COLOMBO – Sri Lanka has printed and added Rs 23 billion outright purchasing Treasury bills into the balance of the Central Bank after a failed Treasury bill auction last week, while overnight borrowings from a lender of last resort facility were at Rs 45 billion, official data showed.
The Treasury bill stock of the Central Bank hit a new high of Rs 919 billion on June 25, from Rs 896 billion a week earlier.
The Central Bank also printed Rs 22 billion in the week to June 18, taking the bill stock up from Rs 874 billion a week earlier.
In both weeks, the debt office was unable to sell a majority of the bills offered for sale due to a price control of 5.21% set on one set of Treasury bills/
The 5.21% rate now serves as a de facto policy rate at which large volumes of liquidity are injected to expand reserve money.
The money is then paid to government suppliers or State workers who then spend (or invest) the money triggering imports and currency pressure.
If the money is saved in banks, it is loaned out to others to invest through cascading credit, which is now more efficient with reserve ratios lowered (fractional reserve banking), eventually bringing in more imports for which dollars have not been earned.
The Treasury may alternately use the money to buy dollars from the Central Bank to repay loans and run down foreign reserves.
Sri Lanka is now under the worst import controls since the 1970s when failed bill auctions were also filled with printed money.

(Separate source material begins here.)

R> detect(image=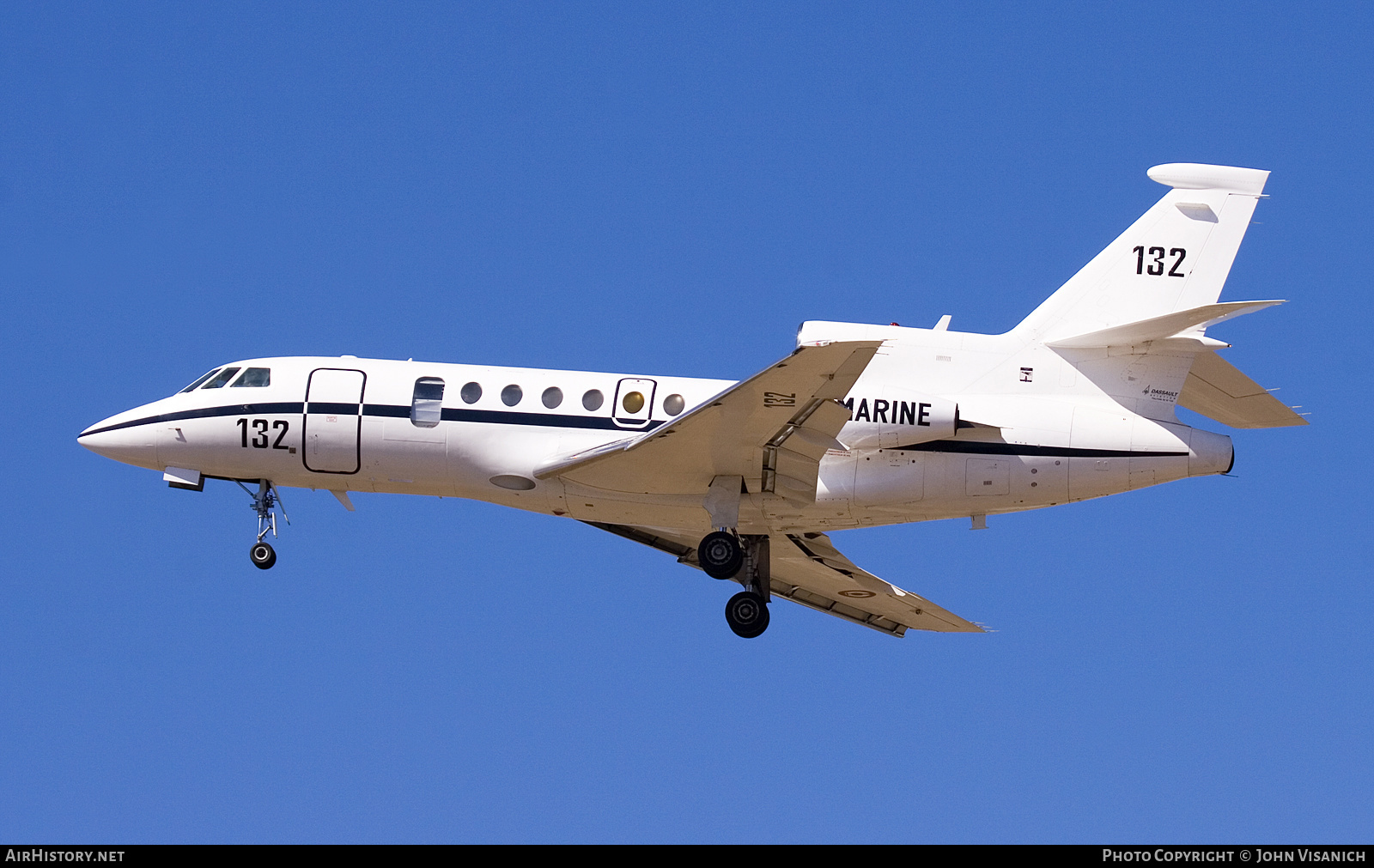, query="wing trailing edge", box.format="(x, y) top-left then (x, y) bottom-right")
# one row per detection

“The Treasury had to finance its expenditures increasingly by resorting to Treasury bills despite the fact that no significant tenders were forthcoming to absorb the successive issues of Treasury bills,” an unknown classical economist said in the 25th-anniversary publication of the Central Bank.
In addition to outright purchases via the 5.21% price ceiling, Rs 45 billion had been drawn out from the Central Bank’s lender of last resort window at 5.50%.

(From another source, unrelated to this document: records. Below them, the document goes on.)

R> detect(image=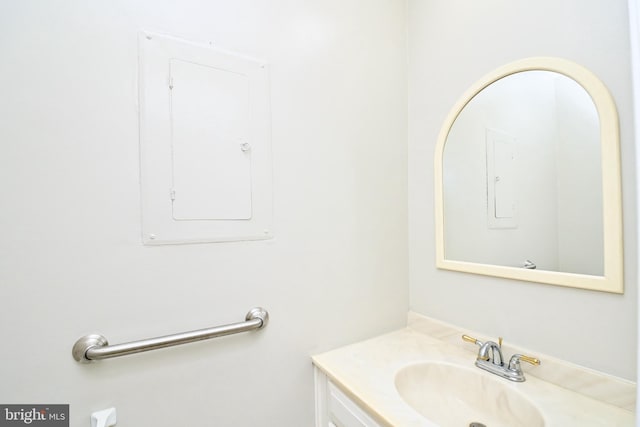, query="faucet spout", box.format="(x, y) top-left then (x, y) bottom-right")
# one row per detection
(478, 341), (504, 366)
(462, 335), (540, 382)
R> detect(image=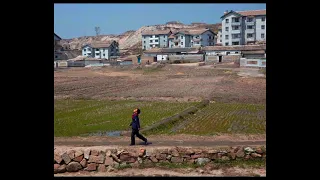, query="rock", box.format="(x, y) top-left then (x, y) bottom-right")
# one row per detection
(195, 158), (210, 165)
(207, 149), (218, 154)
(107, 166), (114, 172)
(191, 154), (201, 159)
(251, 153), (261, 158)
(98, 164), (106, 172)
(130, 161), (139, 168)
(83, 149), (91, 159)
(144, 159), (152, 164)
(244, 147), (254, 154)
(67, 150), (75, 159)
(117, 149), (124, 156)
(207, 153), (218, 159)
(112, 162), (120, 168)
(256, 148), (263, 154)
(55, 164), (67, 173)
(228, 152), (236, 159)
(74, 150), (83, 158)
(171, 149), (179, 157)
(111, 154), (121, 163)
(156, 153), (167, 160)
(166, 155), (172, 160)
(119, 162), (127, 168)
(91, 149), (99, 156)
(66, 162), (82, 172)
(185, 149), (195, 155)
(61, 152), (71, 164)
(73, 155), (83, 162)
(171, 157), (183, 163)
(88, 154), (104, 164)
(187, 159), (194, 164)
(53, 164), (60, 174)
(106, 150), (111, 157)
(221, 156), (230, 161)
(104, 156), (113, 166)
(160, 149), (169, 154)
(54, 152), (62, 164)
(236, 149), (245, 158)
(84, 163), (97, 171)
(244, 154), (252, 160)
(80, 159), (87, 168)
(150, 156), (158, 162)
(120, 153), (137, 163)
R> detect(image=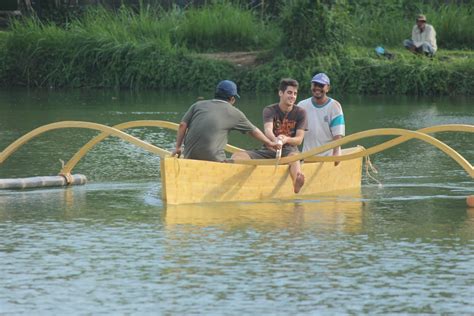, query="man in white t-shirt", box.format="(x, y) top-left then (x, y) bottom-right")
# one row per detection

LOLR borrowings of printed money had gone up steadily from just Rs 200 million on June 8 to Rs 50 billion on June 23, just before the outright injection was made through Treasury bill purchase.
Sri Lanka triggered the biggest balance of payments deficit in history, of US$ 2.3 billion in 2020 by printing over Rs 650 billion, some of which were leftover at the beginning of the year as excess liquidity.